Exploring the nitrosyl-approach: “Re(CO) 2(NO)”- and “Tc(CO) 2(NO)”-complexes provide new pathways for bioorganometallic chemistry

Abstract

Nitrosylation reactions are rare in the context of low valent Re(I)- and Tc(I)-tricarbonyl complexes so far. We herein describe a method for the conversion of a “M(CO) 3-moiety” (M = Re, Tc) into a dicarbonyl-nitrosyl moiety “M(CO) 2NO”, the synthesis of important precursor complexes and intermediates and possible applications for this new kind of Re- and Tc-chemistry. The behavior of the complex [ReCl 3(CO) 2(NO)] − in water was studied in detail and compared to that of [ReCl 3(CO) 3] 2−. Contrary to the conversion of [ReCl 3(CO) 3] 2− to the mixed aquo-carbonyl complex [Re(OH 2) 3(CO) 3] + in water, one chloride remains initially bound to the metal center in the dicarbonyl-nitrosyl complex, making [ReCl(OH 2) 2(CO) 2(NO)] + the main species for further reactions.

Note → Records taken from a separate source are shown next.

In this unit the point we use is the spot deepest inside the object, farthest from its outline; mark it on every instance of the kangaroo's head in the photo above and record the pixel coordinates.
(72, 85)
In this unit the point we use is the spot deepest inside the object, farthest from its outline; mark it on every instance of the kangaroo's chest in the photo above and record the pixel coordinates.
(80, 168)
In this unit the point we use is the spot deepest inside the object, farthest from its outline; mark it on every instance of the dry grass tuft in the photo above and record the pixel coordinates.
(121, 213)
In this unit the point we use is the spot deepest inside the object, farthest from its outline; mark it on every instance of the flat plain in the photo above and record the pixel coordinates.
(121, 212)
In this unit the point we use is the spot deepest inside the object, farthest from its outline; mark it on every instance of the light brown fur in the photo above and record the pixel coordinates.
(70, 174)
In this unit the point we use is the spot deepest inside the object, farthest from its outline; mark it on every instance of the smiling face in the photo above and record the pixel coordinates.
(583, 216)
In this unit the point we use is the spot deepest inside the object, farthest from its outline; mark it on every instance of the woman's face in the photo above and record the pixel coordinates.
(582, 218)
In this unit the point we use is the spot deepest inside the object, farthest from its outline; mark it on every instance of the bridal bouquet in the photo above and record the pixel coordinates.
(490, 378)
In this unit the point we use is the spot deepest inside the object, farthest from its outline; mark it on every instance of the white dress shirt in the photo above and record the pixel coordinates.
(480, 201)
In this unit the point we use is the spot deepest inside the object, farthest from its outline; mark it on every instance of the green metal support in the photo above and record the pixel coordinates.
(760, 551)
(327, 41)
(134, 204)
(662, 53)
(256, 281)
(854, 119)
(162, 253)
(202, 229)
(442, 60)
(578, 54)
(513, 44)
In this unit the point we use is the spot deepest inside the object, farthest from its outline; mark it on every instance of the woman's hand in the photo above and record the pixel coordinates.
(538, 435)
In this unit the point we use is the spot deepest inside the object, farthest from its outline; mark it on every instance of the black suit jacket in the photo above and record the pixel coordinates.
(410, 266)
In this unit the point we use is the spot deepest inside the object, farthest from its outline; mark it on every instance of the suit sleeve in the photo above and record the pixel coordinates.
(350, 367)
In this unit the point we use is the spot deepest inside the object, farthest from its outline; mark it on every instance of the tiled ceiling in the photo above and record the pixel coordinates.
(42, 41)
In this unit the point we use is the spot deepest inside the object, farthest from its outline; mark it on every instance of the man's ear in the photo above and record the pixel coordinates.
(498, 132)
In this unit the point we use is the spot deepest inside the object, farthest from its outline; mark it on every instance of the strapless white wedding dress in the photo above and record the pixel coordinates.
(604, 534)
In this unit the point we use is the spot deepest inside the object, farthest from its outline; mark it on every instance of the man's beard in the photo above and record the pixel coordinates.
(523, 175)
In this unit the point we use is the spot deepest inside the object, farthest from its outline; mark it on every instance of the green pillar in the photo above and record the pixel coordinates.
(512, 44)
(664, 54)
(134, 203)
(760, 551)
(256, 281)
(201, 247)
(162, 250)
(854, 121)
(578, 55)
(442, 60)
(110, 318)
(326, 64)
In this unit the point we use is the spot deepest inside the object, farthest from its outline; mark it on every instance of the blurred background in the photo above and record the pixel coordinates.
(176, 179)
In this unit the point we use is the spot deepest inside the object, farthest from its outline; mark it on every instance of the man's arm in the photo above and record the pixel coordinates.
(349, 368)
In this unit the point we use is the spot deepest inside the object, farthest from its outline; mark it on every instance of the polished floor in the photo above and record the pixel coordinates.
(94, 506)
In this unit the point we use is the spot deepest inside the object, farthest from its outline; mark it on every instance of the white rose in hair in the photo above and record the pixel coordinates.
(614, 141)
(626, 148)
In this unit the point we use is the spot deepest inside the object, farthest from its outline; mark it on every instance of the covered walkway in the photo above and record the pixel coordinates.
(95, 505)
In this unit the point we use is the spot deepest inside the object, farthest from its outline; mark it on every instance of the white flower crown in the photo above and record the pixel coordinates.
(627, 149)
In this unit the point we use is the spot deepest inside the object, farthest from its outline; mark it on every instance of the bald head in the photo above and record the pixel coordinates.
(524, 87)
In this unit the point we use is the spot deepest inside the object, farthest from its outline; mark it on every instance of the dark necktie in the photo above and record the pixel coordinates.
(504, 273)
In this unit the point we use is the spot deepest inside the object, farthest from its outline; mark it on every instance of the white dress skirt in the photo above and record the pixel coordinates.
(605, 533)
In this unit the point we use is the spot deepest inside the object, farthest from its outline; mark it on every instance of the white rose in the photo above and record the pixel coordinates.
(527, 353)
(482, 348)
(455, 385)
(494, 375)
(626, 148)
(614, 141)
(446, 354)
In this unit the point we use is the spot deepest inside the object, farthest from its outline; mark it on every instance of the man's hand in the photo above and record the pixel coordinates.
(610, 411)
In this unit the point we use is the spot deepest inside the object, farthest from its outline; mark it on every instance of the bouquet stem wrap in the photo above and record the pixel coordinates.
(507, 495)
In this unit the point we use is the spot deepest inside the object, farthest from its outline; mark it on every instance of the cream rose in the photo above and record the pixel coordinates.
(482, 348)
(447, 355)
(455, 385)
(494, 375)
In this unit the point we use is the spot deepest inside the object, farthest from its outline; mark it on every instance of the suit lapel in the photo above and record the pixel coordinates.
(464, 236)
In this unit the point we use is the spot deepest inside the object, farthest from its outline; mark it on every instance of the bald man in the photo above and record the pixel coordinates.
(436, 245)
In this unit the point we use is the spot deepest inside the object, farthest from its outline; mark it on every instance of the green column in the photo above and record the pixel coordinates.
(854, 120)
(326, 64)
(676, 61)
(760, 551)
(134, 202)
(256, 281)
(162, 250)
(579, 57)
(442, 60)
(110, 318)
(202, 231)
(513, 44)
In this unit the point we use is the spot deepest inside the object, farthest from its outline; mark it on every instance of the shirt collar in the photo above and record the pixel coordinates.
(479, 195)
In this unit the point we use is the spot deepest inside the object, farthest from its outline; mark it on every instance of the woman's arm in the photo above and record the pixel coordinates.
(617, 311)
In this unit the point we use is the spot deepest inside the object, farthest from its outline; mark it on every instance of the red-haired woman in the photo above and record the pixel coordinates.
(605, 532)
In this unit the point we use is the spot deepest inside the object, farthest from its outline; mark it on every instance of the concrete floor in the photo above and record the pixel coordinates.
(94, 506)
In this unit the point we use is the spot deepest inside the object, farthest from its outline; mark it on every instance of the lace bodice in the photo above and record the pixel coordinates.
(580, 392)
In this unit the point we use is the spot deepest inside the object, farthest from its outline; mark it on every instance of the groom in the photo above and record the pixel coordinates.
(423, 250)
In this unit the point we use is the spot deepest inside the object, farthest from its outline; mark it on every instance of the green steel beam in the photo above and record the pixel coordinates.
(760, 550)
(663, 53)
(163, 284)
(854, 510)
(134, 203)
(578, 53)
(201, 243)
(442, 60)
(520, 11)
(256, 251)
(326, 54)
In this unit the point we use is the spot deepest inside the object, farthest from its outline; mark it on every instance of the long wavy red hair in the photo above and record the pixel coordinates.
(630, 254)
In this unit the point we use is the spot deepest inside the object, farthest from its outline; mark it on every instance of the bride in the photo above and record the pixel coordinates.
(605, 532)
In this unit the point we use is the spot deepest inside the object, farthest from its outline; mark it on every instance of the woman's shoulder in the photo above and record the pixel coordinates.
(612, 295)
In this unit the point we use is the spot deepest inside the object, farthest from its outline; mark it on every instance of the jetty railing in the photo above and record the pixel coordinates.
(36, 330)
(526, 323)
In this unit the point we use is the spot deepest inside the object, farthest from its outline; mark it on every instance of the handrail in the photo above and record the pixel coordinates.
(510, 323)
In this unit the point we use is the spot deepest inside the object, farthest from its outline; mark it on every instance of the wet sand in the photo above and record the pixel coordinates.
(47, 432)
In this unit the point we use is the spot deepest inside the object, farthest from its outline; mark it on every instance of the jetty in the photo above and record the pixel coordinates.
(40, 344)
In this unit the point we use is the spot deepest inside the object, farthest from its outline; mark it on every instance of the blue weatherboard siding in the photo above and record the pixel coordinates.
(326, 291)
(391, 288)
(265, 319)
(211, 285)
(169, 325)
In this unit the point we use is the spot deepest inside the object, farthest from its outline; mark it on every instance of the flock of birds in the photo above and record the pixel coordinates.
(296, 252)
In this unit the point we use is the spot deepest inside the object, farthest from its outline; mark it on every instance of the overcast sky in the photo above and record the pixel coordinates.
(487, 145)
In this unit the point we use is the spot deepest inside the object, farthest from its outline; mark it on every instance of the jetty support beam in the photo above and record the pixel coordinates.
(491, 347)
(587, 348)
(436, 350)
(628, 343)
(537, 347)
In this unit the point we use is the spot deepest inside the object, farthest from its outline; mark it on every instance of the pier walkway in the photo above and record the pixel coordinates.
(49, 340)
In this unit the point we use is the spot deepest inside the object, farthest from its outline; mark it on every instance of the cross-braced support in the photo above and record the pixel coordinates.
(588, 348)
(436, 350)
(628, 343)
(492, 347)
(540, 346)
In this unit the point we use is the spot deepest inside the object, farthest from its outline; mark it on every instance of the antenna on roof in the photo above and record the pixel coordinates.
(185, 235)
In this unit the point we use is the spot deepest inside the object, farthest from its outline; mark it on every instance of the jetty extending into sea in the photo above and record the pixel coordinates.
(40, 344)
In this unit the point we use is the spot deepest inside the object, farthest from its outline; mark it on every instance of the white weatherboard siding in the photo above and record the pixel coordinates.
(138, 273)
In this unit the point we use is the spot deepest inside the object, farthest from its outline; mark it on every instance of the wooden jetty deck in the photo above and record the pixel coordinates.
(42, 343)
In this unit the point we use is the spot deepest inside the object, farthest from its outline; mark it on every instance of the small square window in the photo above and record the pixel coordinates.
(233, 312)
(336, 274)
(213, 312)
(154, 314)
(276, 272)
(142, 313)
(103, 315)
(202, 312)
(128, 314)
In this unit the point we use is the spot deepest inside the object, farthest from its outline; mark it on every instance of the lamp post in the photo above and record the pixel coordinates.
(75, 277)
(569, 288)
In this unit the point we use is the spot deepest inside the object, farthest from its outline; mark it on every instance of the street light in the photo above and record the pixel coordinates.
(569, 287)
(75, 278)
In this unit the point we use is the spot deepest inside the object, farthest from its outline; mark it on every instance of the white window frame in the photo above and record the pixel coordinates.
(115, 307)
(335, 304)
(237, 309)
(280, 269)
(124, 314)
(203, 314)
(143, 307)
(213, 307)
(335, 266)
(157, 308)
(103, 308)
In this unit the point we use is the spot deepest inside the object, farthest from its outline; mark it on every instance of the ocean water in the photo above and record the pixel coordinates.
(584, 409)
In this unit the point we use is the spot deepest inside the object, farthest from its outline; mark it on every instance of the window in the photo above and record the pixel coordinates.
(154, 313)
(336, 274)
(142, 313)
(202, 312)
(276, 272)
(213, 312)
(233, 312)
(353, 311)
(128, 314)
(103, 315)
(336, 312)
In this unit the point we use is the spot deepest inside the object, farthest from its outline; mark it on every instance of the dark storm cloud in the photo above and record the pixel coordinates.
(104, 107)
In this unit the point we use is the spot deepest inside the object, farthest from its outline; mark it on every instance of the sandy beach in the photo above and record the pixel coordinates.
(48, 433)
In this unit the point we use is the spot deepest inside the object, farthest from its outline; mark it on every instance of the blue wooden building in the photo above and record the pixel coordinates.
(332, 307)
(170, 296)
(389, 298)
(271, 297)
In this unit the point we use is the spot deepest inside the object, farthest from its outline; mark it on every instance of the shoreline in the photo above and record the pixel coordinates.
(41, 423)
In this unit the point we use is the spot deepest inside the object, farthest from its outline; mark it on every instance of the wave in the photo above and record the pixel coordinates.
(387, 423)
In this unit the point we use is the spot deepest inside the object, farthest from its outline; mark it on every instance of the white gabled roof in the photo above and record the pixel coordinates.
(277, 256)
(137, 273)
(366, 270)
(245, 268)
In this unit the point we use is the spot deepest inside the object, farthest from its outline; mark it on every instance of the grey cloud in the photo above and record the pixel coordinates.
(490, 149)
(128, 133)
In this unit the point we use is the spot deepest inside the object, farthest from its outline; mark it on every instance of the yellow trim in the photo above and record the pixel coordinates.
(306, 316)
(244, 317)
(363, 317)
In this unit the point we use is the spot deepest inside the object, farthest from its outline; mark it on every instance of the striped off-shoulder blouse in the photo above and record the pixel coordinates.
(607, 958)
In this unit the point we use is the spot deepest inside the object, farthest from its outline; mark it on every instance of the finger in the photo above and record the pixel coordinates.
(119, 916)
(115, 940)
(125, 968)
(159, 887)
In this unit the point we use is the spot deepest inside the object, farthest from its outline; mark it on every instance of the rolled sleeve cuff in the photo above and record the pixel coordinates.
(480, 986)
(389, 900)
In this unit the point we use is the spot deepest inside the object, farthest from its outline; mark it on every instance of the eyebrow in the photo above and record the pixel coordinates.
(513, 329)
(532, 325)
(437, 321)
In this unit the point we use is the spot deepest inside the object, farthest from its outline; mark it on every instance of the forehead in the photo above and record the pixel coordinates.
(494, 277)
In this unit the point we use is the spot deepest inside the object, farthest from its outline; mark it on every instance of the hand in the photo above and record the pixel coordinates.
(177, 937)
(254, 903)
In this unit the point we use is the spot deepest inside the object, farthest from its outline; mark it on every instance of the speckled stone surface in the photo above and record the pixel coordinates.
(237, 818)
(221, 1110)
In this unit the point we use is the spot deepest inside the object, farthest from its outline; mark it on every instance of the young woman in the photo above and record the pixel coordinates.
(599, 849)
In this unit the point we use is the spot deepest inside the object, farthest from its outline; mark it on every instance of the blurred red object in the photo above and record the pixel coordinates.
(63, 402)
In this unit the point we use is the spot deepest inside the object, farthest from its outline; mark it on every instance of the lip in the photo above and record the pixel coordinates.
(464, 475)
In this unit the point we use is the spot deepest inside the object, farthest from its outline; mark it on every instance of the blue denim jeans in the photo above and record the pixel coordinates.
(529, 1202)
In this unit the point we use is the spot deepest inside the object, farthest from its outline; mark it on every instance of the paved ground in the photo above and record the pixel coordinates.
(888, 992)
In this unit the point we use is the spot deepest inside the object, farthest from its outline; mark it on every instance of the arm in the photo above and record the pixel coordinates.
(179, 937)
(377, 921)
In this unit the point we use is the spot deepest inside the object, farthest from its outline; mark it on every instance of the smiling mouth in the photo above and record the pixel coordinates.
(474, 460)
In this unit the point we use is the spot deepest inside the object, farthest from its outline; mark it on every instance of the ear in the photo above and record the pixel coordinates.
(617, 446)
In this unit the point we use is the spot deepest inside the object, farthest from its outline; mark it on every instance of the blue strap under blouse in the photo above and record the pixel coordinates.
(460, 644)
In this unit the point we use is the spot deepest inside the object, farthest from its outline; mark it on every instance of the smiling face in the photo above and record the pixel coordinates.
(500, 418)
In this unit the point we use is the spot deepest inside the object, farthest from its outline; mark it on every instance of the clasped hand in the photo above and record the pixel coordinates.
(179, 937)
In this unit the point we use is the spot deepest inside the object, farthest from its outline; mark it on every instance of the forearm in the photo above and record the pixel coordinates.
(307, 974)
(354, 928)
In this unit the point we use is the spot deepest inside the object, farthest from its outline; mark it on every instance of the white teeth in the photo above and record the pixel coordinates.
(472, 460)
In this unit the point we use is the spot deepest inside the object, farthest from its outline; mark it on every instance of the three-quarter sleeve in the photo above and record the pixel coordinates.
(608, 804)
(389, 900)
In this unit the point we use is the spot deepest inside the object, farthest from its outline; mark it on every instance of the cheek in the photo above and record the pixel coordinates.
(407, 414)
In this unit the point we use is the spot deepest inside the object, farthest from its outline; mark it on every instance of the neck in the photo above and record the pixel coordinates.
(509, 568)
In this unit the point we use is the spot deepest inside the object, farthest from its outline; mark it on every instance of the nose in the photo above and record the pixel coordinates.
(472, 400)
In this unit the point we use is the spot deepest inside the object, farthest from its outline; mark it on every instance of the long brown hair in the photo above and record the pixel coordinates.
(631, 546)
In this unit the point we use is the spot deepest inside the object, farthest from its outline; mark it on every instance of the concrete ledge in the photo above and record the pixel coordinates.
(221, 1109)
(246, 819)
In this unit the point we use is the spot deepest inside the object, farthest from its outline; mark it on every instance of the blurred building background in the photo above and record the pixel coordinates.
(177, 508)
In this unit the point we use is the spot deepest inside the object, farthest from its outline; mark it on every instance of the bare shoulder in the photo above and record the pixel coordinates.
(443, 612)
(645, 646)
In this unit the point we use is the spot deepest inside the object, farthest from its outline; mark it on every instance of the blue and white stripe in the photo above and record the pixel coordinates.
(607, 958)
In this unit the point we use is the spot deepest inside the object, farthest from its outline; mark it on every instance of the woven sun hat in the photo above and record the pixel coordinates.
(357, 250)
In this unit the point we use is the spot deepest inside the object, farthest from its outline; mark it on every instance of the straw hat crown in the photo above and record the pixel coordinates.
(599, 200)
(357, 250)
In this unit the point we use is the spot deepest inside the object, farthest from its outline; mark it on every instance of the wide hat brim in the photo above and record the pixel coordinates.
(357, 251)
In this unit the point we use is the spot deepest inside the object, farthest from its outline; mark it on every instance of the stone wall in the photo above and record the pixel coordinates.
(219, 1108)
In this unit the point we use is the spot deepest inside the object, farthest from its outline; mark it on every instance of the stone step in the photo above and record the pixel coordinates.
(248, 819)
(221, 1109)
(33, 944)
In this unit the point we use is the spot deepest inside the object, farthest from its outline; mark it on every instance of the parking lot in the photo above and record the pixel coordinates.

In this context, we isolated and characterized the complex [Re(μ 3-O)(CO) 2(NO)] 4. Examples of complexes with different bi- and tridentate ligands based on ReCl 3(CO) 2(NO)] − are discussed. For the development of potential new radiopharmaceuticals we also adapted the nitrosylation technique to the n.c.a. level with 99mTc. [ 99mTc(OH 2) 3(CO) 3] + served as starting material to form a 99mTc(CO) 2(NO)-core. Labelling reactions with ligands such as iminodiacetic acid (IDA), nitrilotriacetic acid (NTA) and diethylenetriamine pentaacetic acid (DTPA) were performed, resulting in the complexes [ 99mTc(IDA)(CO) 2(NO)], [ 99mTc(NTA)(CO) 2(NO)] and [ 99mTc(DTPA)(CO) 2(NO)]. In this way, the “nitrosyl-approach” adds a new and challenging synthetic tool to the already established organometallic chemistry of Re- and Tc-tricarbonyl complexes.